29ª - Deveria o tribunal a quo ter conhecido, apreciado e julgado pela nulidade do contrato em apreço, pelo vício formal ora invocado, para o que se intenta este recurso.
30ª – Nos termos dos arts.5º, 6º e 9º do DL 446/85 compete à entidade financeira cumprir o ónus de comunicação e informação para com o consumidor, conforme a lei exige.
31ª - Este dever de informação tem de ser cumprido de modo espontâneo, voluntário, imediato e direto ao consumidor.
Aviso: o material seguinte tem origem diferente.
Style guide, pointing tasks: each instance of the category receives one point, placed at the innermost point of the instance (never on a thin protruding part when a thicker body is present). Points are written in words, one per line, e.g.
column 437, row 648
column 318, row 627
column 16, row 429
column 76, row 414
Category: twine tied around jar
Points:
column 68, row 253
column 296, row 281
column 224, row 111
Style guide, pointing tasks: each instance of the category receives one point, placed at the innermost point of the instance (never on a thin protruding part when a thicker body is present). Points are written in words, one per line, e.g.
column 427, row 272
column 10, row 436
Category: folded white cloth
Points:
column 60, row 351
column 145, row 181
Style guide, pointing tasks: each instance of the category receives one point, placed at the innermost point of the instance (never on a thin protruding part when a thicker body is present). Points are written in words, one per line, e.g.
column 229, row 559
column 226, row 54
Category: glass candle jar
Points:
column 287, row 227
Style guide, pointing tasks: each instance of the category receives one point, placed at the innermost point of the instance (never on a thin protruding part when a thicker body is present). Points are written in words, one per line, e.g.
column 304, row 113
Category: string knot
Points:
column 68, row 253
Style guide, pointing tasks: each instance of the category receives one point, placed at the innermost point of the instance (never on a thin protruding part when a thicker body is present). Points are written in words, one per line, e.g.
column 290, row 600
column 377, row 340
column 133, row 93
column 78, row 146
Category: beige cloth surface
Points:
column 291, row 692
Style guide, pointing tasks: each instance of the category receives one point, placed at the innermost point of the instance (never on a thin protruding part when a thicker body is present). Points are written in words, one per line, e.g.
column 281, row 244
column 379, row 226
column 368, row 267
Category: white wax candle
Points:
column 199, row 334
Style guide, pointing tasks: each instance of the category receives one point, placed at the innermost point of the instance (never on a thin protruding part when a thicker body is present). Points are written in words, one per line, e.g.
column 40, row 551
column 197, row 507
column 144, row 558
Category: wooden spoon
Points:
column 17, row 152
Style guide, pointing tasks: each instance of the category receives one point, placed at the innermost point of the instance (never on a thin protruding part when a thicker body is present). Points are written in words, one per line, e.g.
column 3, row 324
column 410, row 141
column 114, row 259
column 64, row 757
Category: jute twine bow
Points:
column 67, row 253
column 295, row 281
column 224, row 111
32ª - É a entidade financeira que quando questionada judicialmente sobre tal matéria deve cumprir o ónus de provar que cumpriu com tal dever.
E no caso concreto esse dever não foi cumprido!
33ª - O ónus que resulta da lei impõe-se à entidade financeira e não ao consumidor. No caso, impõe-se à exequente e não ao recorrente.
34ª - O que resulta dos factos provados na sentença (sob os nºs 7 9)por si só, permite perceber perfeitamente que a exequente não cumpriu o dever que se lhe impõe, nem sequer se preocupou com isso.
35ª - A exequente não cumpriu com o dever que a lei lhe impõe. E isso resulta claramente dos factos provados, em especial do nº7 a 9.
36ª - Deve-se aplicar a lei e sancionar o contrato com a consequência legal que é a nulidade do mesmo e exclusão das cláusulas em causa.
37ª - O contrato assinado insere-se no âmbito dos contratos de adesão e das cláusulas contratuais gerais previamente estipuladas, ao qual se aplica o regime do DL 446/85, entretanto revisto pelos DL 220/95 e DL 249/99 – arts. 1º e 2º.
38ª - A entidade financeira C... SA não efetuou qualquer explicação ao recorrente sobre o conteúdo das cláusulas inscritas no contrato junto como Doc1, intituladas condições particulares, únicas que foram dadas a assinar.
39ª - Perante a violação por parte da entidade financeira dos deveres impostos pelos arts. 5º e 6º do diploma antes-citado, há que aplicar a lei, considerando-se as cláusulas inseridas no contrato assinado como excluídas do mesmo, aplicando-se a legislação geral supletiva, nos termos dos arts. 8º a) e b), atenta a nulidade do contrato.
40ª - Não se podendo aplicar no caso dos autos as cláusulas excluídas, por força do anteriormente alegado, não pode ser julgado qualquer incumprimento contratual do recorrente nos termos peticionados pela exequente.
41ª - Perante a exclusão das mencionadas cláusulas não pode proceder o pedido formulado pela exequente, devendo julgar-se pela procedência da oposição e consequente extinção da execução.
Termos em que, com os fundamentos expostos, deve ser concedido provimento ao recurso, revogando-se a sentença recorrida e substituindo-se por outra que julgue nos termos alegados.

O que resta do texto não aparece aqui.